Legislative Counsel shared with the Senate Government Operations Committee a new strike-all amendment for S.32 that it pushed adoption of Ranked Choice Voting (RCV) for presidential primaries in 2028. He went on to note that the new draft allows communities to adopt RCV for local elections. There is also a provision for a study committee.
The local opt-in provision would give towns two options for adopting RCV. One would be through a town wide vote. The other would be a vote from the town legislative body. Legislative counsel noted that towns need to have adopted Australian ballot first before they could use ranked choice voting.
Legislative counsel provided a brief overview of how RCV voting tabulation works. The first round is a simple majority vote. If there is no majority, then voters’ descending preferences are tallied until a majority is reached. In races with multiple winners the same process would repeat until the number of seats are filled.
The Secretary of State’s office will need to educate local election officers how to conduct RCV elections. The bill also appropriates $100K for grants to help localities implement the new system. The study committee described in the bill would also expire in 2024.
Lauren Hibbert (Deputy Secretary of State) and Will Senning (Director of Elections and Campaign Finance) also provided testimony on the changes to S.32. Hibbert shared her appreciation for moving the timeline for implementation to 2028. She noted that local elections happen at the local level and the Secretary of State’s office is generally not involved and does not receive or certify local election results.
Senning argued that RCV should be adopted by voters and not the legislative body of the town (like Burlington did). It is very rare to allow the legislative body to approve new voting systems. Senator Clarkson pointed out that allowing the legislative to adopt ranked choice voting is similar to what the legislature does at the state level. She sees it as a similar process whereby the people’s representatives, in this case the selectboard, adopt policies on their behalf. She questioned why it would be different to allow local legislative bodies to approve election changes. Senning responded that requiring voters to approve ranked choice voting could function as part of the voter education system. Another issue he brought up is that having two methods for approval could lead to a dichotomy where RCV is approved through one method and repealed through another.

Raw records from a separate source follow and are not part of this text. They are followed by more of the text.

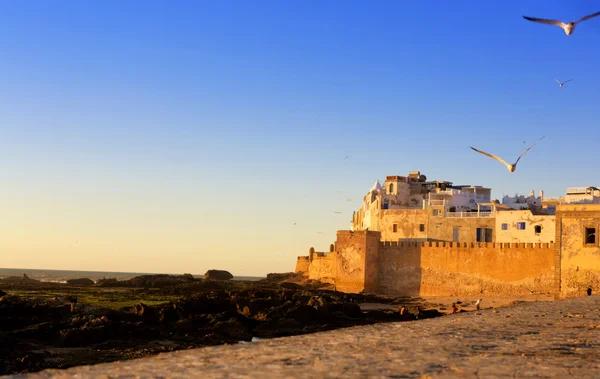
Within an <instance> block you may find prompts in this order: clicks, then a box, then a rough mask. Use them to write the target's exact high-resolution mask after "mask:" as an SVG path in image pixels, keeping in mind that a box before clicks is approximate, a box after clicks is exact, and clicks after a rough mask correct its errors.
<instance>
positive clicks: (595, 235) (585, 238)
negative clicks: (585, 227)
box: [585, 228, 596, 245]
mask: <svg viewBox="0 0 600 379" xmlns="http://www.w3.org/2000/svg"><path fill="white" fill-rule="evenodd" d="M585 243H586V245H595V244H596V228H585Z"/></svg>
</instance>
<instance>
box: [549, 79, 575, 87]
mask: <svg viewBox="0 0 600 379" xmlns="http://www.w3.org/2000/svg"><path fill="white" fill-rule="evenodd" d="M554 80H556V82H557V83H558V85H559V86H561V87H562V86H564V85H565V83H568V82H570V81H572V80H573V79H569V80H565V81H564V82H562V83H561V82H560V80H558V79H554Z"/></svg>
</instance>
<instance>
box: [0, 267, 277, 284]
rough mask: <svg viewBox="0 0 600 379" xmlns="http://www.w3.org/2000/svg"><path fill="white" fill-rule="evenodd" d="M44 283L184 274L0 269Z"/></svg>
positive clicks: (16, 275)
mask: <svg viewBox="0 0 600 379" xmlns="http://www.w3.org/2000/svg"><path fill="white" fill-rule="evenodd" d="M23 274H26V275H27V276H28V277H29V278H31V279H35V280H39V281H42V282H52V283H66V281H67V280H69V279H79V278H89V279H91V280H93V281H94V282H96V281H97V280H98V279H102V278H115V279H117V280H128V279H131V278H133V277H136V276H141V275H183V274H184V273H183V272H182V273H156V272H120V271H92V270H46V269H31V268H0V279H3V278H7V277H11V276H19V277H21V276H23ZM192 276H193V277H194V278H203V277H204V274H192ZM263 278H266V276H244V275H234V276H233V280H252V281H254V280H260V279H263Z"/></svg>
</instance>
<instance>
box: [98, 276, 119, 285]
mask: <svg viewBox="0 0 600 379" xmlns="http://www.w3.org/2000/svg"><path fill="white" fill-rule="evenodd" d="M119 284H120V283H119V281H118V280H117V278H102V279H98V280H97V281H96V286H98V287H118V286H119Z"/></svg>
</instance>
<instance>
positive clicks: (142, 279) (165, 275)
mask: <svg viewBox="0 0 600 379" xmlns="http://www.w3.org/2000/svg"><path fill="white" fill-rule="evenodd" d="M195 281H196V279H194V277H193V276H192V275H191V274H184V275H167V274H156V275H141V276H136V277H134V278H131V279H129V280H125V281H123V282H121V283H123V284H124V285H125V286H127V287H143V288H163V287H167V286H174V285H178V284H182V283H189V282H195Z"/></svg>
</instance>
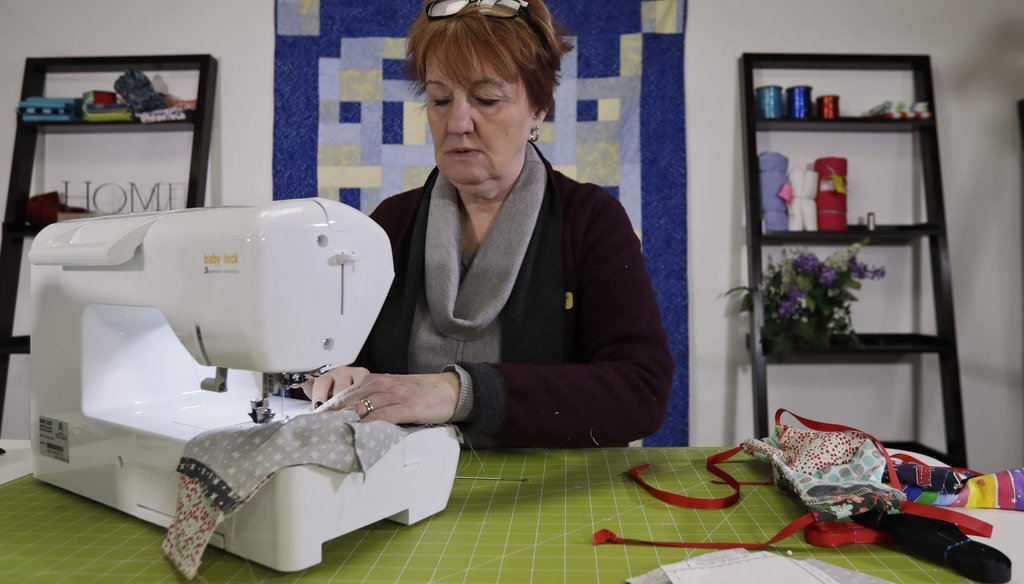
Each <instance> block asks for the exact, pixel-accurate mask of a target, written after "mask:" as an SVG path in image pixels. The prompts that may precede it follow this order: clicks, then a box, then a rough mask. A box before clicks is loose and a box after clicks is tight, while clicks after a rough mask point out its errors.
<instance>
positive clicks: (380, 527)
mask: <svg viewBox="0 0 1024 584" xmlns="http://www.w3.org/2000/svg"><path fill="white" fill-rule="evenodd" d="M721 450H722V449H695V448H643V449H639V448H633V449H594V450H585V451H560V450H495V451H478V452H464V453H463V454H462V459H461V461H460V465H459V472H458V474H459V475H460V476H477V477H490V478H495V477H503V478H526V479H527V481H525V482H518V481H493V479H492V481H487V479H473V478H458V479H457V481H456V484H455V488H454V489H453V492H452V498H451V500H450V501H449V505H447V508H446V509H445V510H444V511H443V512H441V513H438V514H437V515H434V516H432V517H430V518H427V519H424V520H423V522H420V523H419V524H416V525H414V526H399V525H396V524H392V523H390V522H380V523H378V524H376V525H374V526H371V527H369V528H366V529H362V530H359V531H357V532H354V533H351V534H348V535H346V536H344V537H341V538H338V539H337V540H334V541H332V542H330V543H328V544H326V545H325V549H324V561H323V562H322V564H321V565H318V566H316V567H314V568H311V569H309V570H306V571H304V572H300V573H294V574H282V573H278V572H273V571H271V570H268V569H266V568H263V567H261V566H259V565H256V564H252V562H248V561H245V560H243V559H241V558H238V557H236V556H233V555H230V554H228V553H224V552H222V551H220V550H219V549H216V548H212V547H211V548H208V549H207V550H206V553H205V554H204V557H203V565H202V567H201V568H200V572H199V577H198V578H197V581H200V582H240V583H241V582H292V581H295V582H310V583H318V582H366V583H390V582H515V583H525V582H541V583H554V582H564V583H571V584H582V583H590V582H620V583H621V582H624V581H625V580H626V579H627V578H629V577H631V576H639V575H640V574H643V573H645V572H648V571H650V570H653V569H654V568H656V567H657V566H660V565H664V564H671V562H674V561H679V560H681V559H685V558H687V557H690V556H692V555H695V554H699V553H705V552H706V551H707V550H690V549H677V548H665V547H663V548H657V547H648V546H637V545H631V546H622V545H613V544H605V545H601V546H596V547H595V546H594V545H593V544H592V536H593V533H594V532H595V531H597V530H599V529H609V530H611V531H613V532H615V533H616V534H617V535H620V536H622V537H628V538H636V539H653V540H668V541H690V542H693V541H719V542H726V541H742V542H762V541H766V540H768V539H769V538H770V537H771V536H773V535H774V534H775V533H776V532H777V531H778V530H779V529H781V528H782V527H783V526H785V525H786V524H788V523H790V522H791V520H793V519H794V518H796V517H797V516H799V515H800V514H801V513H802V509H801V508H800V506H799V505H798V504H797V503H796V500H795V499H794V498H793V497H791V496H787V495H784V494H782V493H781V492H779V491H778V490H777V489H775V488H774V487H770V486H769V487H743V491H742V493H741V496H740V502H739V504H737V505H735V506H733V507H730V508H727V509H724V510H693V509H681V508H678V507H672V506H670V505H667V504H665V503H662V502H660V501H657V500H656V499H654V498H653V497H651V496H650V495H649V494H648V493H646V492H645V491H643V490H642V489H640V488H639V487H638V486H637V485H636V484H634V483H633V482H632V481H631V479H630V478H629V477H628V476H626V475H625V471H626V470H628V469H630V468H632V467H634V466H637V465H640V464H643V463H650V464H651V468H650V470H648V471H647V473H645V477H646V478H647V479H648V481H649V482H650V483H651V484H652V485H654V486H655V487H657V488H659V489H663V490H666V491H673V492H680V493H683V494H685V495H689V496H692V497H720V496H724V495H728V494H729V493H730V490H729V488H728V487H725V486H723V485H715V484H712V483H711V478H712V476H711V475H710V474H709V473H708V472H707V470H705V460H706V458H707V456H708V455H710V454H714V453H717V452H720V451H721ZM733 460H738V462H729V463H726V464H725V465H724V468H726V469H727V470H728V471H729V472H730V473H731V474H732V475H733V476H735V477H736V478H737V479H739V481H764V479H766V478H767V477H768V467H767V466H766V465H764V464H762V463H760V462H757V461H754V460H752V459H749V458H743V457H741V456H740V457H736V458H734V459H733ZM0 501H2V502H0V581H2V582H18V583H22V582H40V583H42V582H46V583H47V584H49V583H59V582H68V583H72V582H73V583H75V584H85V583H90V582H118V583H121V582H139V583H141V582H178V581H183V579H182V578H180V577H179V576H178V575H177V574H176V573H175V572H174V571H173V569H172V568H171V567H170V564H169V562H167V561H166V560H165V559H164V557H163V555H162V553H161V550H160V544H161V542H162V541H163V537H164V530H162V529H160V528H157V527H155V526H152V525H150V524H146V523H145V522H142V520H139V519H136V518H134V517H131V516H129V515H126V514H123V513H121V512H119V511H115V510H113V509H110V508H108V507H105V506H102V505H100V504H97V503H94V502H92V501H89V500H87V499H84V498H81V497H78V496H76V495H72V494H70V493H68V492H65V491H62V490H60V489H57V488H54V487H51V486H49V485H46V484H43V483H41V482H39V481H36V479H35V478H32V477H31V476H27V477H24V478H20V479H17V481H14V482H12V483H8V484H7V485H3V486H0ZM773 549H774V550H776V551H781V552H783V553H784V552H785V551H786V550H790V551H793V555H794V557H797V558H806V557H810V556H813V557H815V558H818V559H821V560H824V561H829V562H831V564H835V565H837V566H841V567H844V568H852V569H856V570H859V571H861V572H864V573H867V574H870V575H872V576H876V577H879V578H883V579H886V580H890V581H893V582H965V581H966V580H964V579H962V578H959V577H958V576H957V575H956V574H955V573H953V572H951V571H949V570H947V569H945V568H941V567H938V566H936V565H932V564H929V562H926V561H922V560H918V559H914V558H911V557H909V556H907V555H904V554H903V553H901V552H900V551H898V550H897V549H896V548H892V547H888V546H881V545H859V546H847V547H843V548H835V549H825V548H816V547H813V546H809V545H807V544H806V543H804V541H803V537H802V536H794V537H791V538H788V539H787V540H785V541H783V542H781V543H780V544H778V545H776V546H774V548H773Z"/></svg>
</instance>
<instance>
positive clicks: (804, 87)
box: [785, 85, 813, 120]
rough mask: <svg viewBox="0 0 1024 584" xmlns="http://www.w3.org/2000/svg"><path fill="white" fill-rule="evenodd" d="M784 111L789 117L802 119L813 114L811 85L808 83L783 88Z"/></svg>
mask: <svg viewBox="0 0 1024 584" xmlns="http://www.w3.org/2000/svg"><path fill="white" fill-rule="evenodd" d="M785 99H786V105H787V108H786V111H787V114H788V116H790V117H791V118H793V119H795V120H803V119H806V118H810V117H811V115H812V114H813V111H812V110H813V101H811V87H810V86H809V85H795V86H793V87H787V88H786V89H785Z"/></svg>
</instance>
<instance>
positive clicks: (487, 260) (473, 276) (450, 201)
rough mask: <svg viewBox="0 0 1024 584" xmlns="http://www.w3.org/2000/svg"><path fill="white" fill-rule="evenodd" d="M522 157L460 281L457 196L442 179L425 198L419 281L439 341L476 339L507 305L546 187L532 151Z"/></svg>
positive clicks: (458, 204) (445, 180)
mask: <svg viewBox="0 0 1024 584" xmlns="http://www.w3.org/2000/svg"><path fill="white" fill-rule="evenodd" d="M525 151H526V156H525V162H524V164H523V168H522V172H521V173H520V174H519V178H518V179H516V182H515V184H513V185H512V191H511V192H510V193H509V196H508V198H506V199H505V203H504V204H503V205H502V208H501V211H499V213H498V217H497V218H496V219H495V224H494V226H492V228H490V233H489V234H488V235H487V239H486V241H484V242H483V245H482V246H481V247H480V249H479V251H478V252H477V254H476V257H475V258H474V259H473V262H472V264H471V265H470V266H469V269H468V270H467V272H466V274H465V277H464V278H463V277H461V265H462V261H461V258H462V227H461V223H460V220H459V194H458V192H457V191H456V189H455V185H453V184H452V182H451V181H449V179H447V178H446V177H444V175H439V176H438V177H437V181H436V183H435V184H434V189H433V192H432V193H431V197H430V210H429V213H430V215H429V216H430V218H429V220H428V221H427V234H426V251H425V255H426V257H425V275H424V280H425V285H426V295H427V303H428V304H429V306H430V316H431V319H432V320H433V323H434V326H435V327H436V328H437V330H438V331H439V332H440V333H441V334H443V335H447V336H450V337H453V338H456V339H458V340H466V341H471V340H474V339H476V338H477V337H478V336H479V335H480V334H482V332H483V330H484V329H485V328H486V327H487V326H488V325H489V324H490V323H493V322H494V321H495V319H496V318H497V317H498V315H499V314H500V312H501V311H502V308H504V307H505V303H506V302H507V301H508V298H509V295H510V294H511V292H512V287H513V285H514V284H515V281H516V277H517V276H518V274H519V268H520V266H521V265H522V259H523V256H524V255H525V254H526V247H527V246H528V245H529V239H530V238H529V235H530V234H532V233H534V227H535V225H536V224H537V217H538V214H539V213H540V209H541V202H542V201H543V200H544V190H545V186H546V181H547V174H546V172H545V168H544V163H543V162H542V161H541V158H540V156H539V155H538V154H537V153H536V152H535V151H534V149H532V148H526V149H525Z"/></svg>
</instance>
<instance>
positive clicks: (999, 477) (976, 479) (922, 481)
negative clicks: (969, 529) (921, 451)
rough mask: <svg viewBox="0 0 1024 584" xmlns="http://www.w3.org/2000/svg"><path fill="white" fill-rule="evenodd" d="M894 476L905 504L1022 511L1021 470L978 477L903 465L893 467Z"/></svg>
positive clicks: (944, 506) (964, 474) (912, 462)
mask: <svg viewBox="0 0 1024 584" xmlns="http://www.w3.org/2000/svg"><path fill="white" fill-rule="evenodd" d="M896 476H897V477H899V481H900V483H901V484H902V485H903V493H904V494H906V498H907V500H908V501H911V502H914V503H924V504H926V505H937V506H940V507H975V508H983V509H1011V510H1017V511H1024V468H1013V469H1010V470H1004V471H1001V472H993V473H990V474H980V475H979V474H978V473H976V472H972V471H969V470H962V469H956V468H944V467H934V466H927V465H924V464H918V463H913V462H906V463H903V464H898V465H896Z"/></svg>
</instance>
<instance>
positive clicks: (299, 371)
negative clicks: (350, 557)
mask: <svg viewBox="0 0 1024 584" xmlns="http://www.w3.org/2000/svg"><path fill="white" fill-rule="evenodd" d="M29 257H30V259H31V261H32V263H33V267H32V290H33V310H34V330H33V331H32V356H31V359H32V420H33V436H32V439H33V441H32V442H33V458H34V471H35V475H36V477H37V478H40V479H42V481H45V482H47V483H50V484H53V485H56V486H57V487H60V488H63V489H67V490H69V491H73V492H75V493H78V494H80V495H83V496H85V497H89V498H90V499H94V500H96V501H99V502H101V503H104V504H106V505H110V506H112V507H116V508H118V509H120V510H122V511H125V512H127V513H130V514H132V515H135V516H137V517H139V518H142V519H145V520H147V522H152V523H154V524H158V525H160V526H163V527H167V526H169V525H170V523H171V520H172V518H173V516H174V512H175V504H176V498H177V486H178V473H177V472H176V470H175V468H176V466H177V464H178V459H179V458H180V456H181V454H182V452H183V449H184V445H185V443H186V442H188V441H189V440H190V439H191V437H194V436H196V435H197V434H199V433H201V432H203V431H205V430H208V429H213V428H217V427H221V426H226V425H236V424H239V423H243V422H247V421H250V418H253V421H257V420H258V419H260V418H262V419H263V420H261V421H265V420H266V419H267V418H268V417H270V416H271V414H270V413H269V412H268V411H267V409H269V410H272V411H273V414H272V415H273V416H274V419H275V420H283V419H287V418H288V417H290V416H293V415H295V414H298V413H301V412H307V411H309V409H310V405H309V403H308V402H303V401H298V400H291V399H286V398H281V397H270V398H267V399H266V400H264V395H265V393H268V392H270V391H271V390H272V389H273V387H272V386H274V385H275V384H274V383H272V382H271V383H268V382H266V381H265V380H266V379H271V380H272V379H276V378H278V376H276V375H273V376H269V375H265V374H266V373H273V374H280V373H295V374H302V373H304V372H310V371H314V370H318V369H321V368H322V367H324V366H326V365H333V366H337V365H344V364H348V363H351V362H352V361H353V360H354V359H355V357H356V354H357V353H358V351H359V348H360V347H361V346H362V343H364V342H365V340H366V338H367V335H368V334H369V333H370V329H371V327H372V326H373V324H374V321H375V320H376V318H377V315H378V314H379V311H380V308H381V305H382V304H383V302H384V298H385V296H386V295H387V291H388V289H389V287H390V285H391V280H392V279H393V277H394V274H393V272H392V265H393V264H392V258H391V247H390V244H389V242H388V238H387V236H386V235H385V234H384V232H383V230H381V228H380V227H379V226H378V225H377V224H376V223H375V222H374V221H372V220H371V219H370V218H369V217H367V216H366V215H364V214H362V213H360V212H359V211H357V210H355V209H352V208H350V207H347V206H345V205H343V204H341V203H337V202H333V201H328V200H324V199H301V200H293V201H282V202H276V203H272V204H270V205H266V206H262V207H220V208H201V209H185V210H180V211H169V212H164V213H148V214H135V215H119V216H110V217H101V218H93V219H83V220H76V221H67V222H59V223H55V224H52V225H49V226H47V227H46V228H45V230H43V231H42V233H40V234H39V235H38V236H37V237H36V239H35V242H34V244H33V246H32V250H31V252H30V255H29ZM223 368H229V371H230V373H229V374H226V371H227V370H226V369H223ZM299 377H300V378H301V375H300V376H299ZM225 384H226V390H225ZM458 456H459V445H458V441H457V440H456V436H455V433H454V430H453V429H452V428H450V427H433V428H427V429H423V430H420V431H416V432H412V433H410V434H409V435H408V436H407V437H406V439H403V440H402V442H401V443H399V444H398V445H396V446H395V447H394V448H393V449H392V450H391V451H390V452H389V453H388V454H386V455H385V456H384V458H382V459H381V460H380V461H378V462H377V464H375V465H374V466H373V467H371V468H370V469H369V470H368V471H367V472H365V473H364V472H352V473H341V472H337V471H333V470H329V469H326V468H323V467H318V466H311V465H306V466H297V467H290V468H285V469H282V470H281V471H279V472H278V473H276V474H274V476H273V478H271V481H270V482H269V483H268V484H267V485H266V486H265V487H263V489H261V490H260V491H259V492H257V493H256V495H255V496H254V497H253V498H252V500H251V501H249V503H247V504H246V505H244V506H242V507H241V508H240V509H239V510H238V512H236V513H234V514H233V515H231V516H230V517H228V519H227V520H225V522H224V523H223V524H221V526H220V527H219V528H218V530H217V533H216V534H215V535H214V537H213V538H212V539H211V544H212V545H215V546H217V547H221V548H223V549H225V550H227V551H229V552H231V553H234V554H238V555H241V556H243V557H245V558H248V559H251V560H253V561H256V562H259V564H262V565H265V566H268V567H270V568H273V569H276V570H281V571H296V570H301V569H304V568H308V567H310V566H313V565H315V564H318V562H319V561H321V558H322V553H321V545H317V544H318V543H321V542H326V541H329V540H331V539H334V538H336V537H338V536H340V535H343V534H346V533H348V532H351V531H354V530H356V529H359V528H361V527H364V526H367V525H369V524H372V523H374V522H377V520H379V519H382V518H391V519H394V520H397V522H400V523H404V524H411V523H415V522H418V520H420V519H422V518H424V517H427V516H429V515H431V514H433V513H436V512H438V511H440V510H441V509H443V508H444V506H445V505H446V504H447V498H449V495H450V494H451V489H452V484H453V482H454V478H455V470H456V466H457V463H458Z"/></svg>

Gwynn Zakov (Vermont League of Cities and Towns) agreed with Senning about require the voters to adopt Ranked Choice voting at the local level. This is partly because municipalities are responsible for their own elections, whereas the legislature is responsible for statewide ones.
Senning is also concerned that the charge of the study committee is too broad and wants it narrowed. Hibbert added that she wanted Joint Fiscal Office and Legislative Council to be on the study committee. She also would like to see money allocated towards this program.